Lyrik

„Der Panther“ von Rainer Maria Rilke – Eine Fehlinterpretation

In unserer „So war das sicher nicht gemeint“-Reihe nehmen wir uns berühmter Gedichte der Weltliteratur wie auch wichtiger Werke aus der bildenden Kunst an und interpretieren sie, auf dass unseren alten Deutschlehrer*innen die Haare zu Berge stehen mögen. Diesmal beschäftigen wir uns mit Rainer Maria Rilke, dem Inbegriff des feingeistigen Poeten, und seinem wohl bekanntesten Werk „Der Panther“. Nur leider haben wir da was missverstanden…

Dante ist schon einmal nicht begeistert: Wir interpretieren die bedeutendsten Gedichte der Weltliteratur mal anders… Foto: Rhodan59, pixabay

Von Annika Merkle

Sein Blick ist vom Vorübergehn der Stäbe

so müd geworden, daß er nichts mehr hält.

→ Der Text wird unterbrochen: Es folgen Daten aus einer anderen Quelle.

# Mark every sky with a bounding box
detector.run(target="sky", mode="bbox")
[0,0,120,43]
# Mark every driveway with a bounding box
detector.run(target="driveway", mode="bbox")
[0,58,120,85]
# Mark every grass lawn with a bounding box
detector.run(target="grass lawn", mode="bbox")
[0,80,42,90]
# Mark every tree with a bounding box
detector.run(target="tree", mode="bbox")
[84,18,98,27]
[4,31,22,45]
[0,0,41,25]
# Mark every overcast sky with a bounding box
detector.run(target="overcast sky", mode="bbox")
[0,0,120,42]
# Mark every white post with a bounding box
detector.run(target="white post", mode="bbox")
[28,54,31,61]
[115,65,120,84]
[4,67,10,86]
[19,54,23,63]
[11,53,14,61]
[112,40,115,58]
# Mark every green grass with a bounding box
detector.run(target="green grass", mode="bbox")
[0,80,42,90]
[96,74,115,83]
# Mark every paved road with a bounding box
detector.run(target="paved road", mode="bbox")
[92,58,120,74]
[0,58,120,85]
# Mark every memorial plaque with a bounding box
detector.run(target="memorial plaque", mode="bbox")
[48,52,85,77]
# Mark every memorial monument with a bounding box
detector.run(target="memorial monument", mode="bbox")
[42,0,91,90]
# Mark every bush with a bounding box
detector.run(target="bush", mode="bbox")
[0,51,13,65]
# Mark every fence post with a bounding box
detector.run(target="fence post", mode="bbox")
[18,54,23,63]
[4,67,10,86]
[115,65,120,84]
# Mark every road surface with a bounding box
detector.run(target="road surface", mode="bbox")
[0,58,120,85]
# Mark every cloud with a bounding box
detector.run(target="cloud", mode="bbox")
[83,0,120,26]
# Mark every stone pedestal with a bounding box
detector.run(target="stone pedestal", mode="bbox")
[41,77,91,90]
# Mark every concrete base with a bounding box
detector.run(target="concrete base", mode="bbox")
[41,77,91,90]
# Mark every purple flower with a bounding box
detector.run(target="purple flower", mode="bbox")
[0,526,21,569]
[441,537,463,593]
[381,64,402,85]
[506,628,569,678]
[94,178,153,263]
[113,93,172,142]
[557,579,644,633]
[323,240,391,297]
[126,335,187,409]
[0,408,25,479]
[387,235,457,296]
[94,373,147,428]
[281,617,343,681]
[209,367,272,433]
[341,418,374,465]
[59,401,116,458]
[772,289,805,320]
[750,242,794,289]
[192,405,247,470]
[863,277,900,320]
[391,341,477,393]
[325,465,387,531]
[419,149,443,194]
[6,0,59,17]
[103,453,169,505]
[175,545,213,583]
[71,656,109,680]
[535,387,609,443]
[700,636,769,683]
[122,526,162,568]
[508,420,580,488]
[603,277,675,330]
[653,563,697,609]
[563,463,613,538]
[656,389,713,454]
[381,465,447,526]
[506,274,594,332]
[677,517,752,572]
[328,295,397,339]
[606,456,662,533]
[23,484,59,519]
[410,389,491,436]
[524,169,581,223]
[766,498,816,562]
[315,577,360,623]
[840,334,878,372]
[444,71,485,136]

Ihm ist, als ob es tausend Stäbe gäbe

und hinter tausend Stäben keine Welt.

Der weiche Gang geschmeidig starker Schritte, 5   

der sich im allerkleinsten Kreise dreht,

ist wie ein Tanz von Kraft um eine Mitte,

in der betäubt ein großer Wille steht.

Nur manchmal schiebt der Vorhang der Pupille

sich lautlos auf –. Dann geht ein Bild hinein, 10

geht durch der Glieder angespannte Stille –

und hört im Herzen auf zu sein.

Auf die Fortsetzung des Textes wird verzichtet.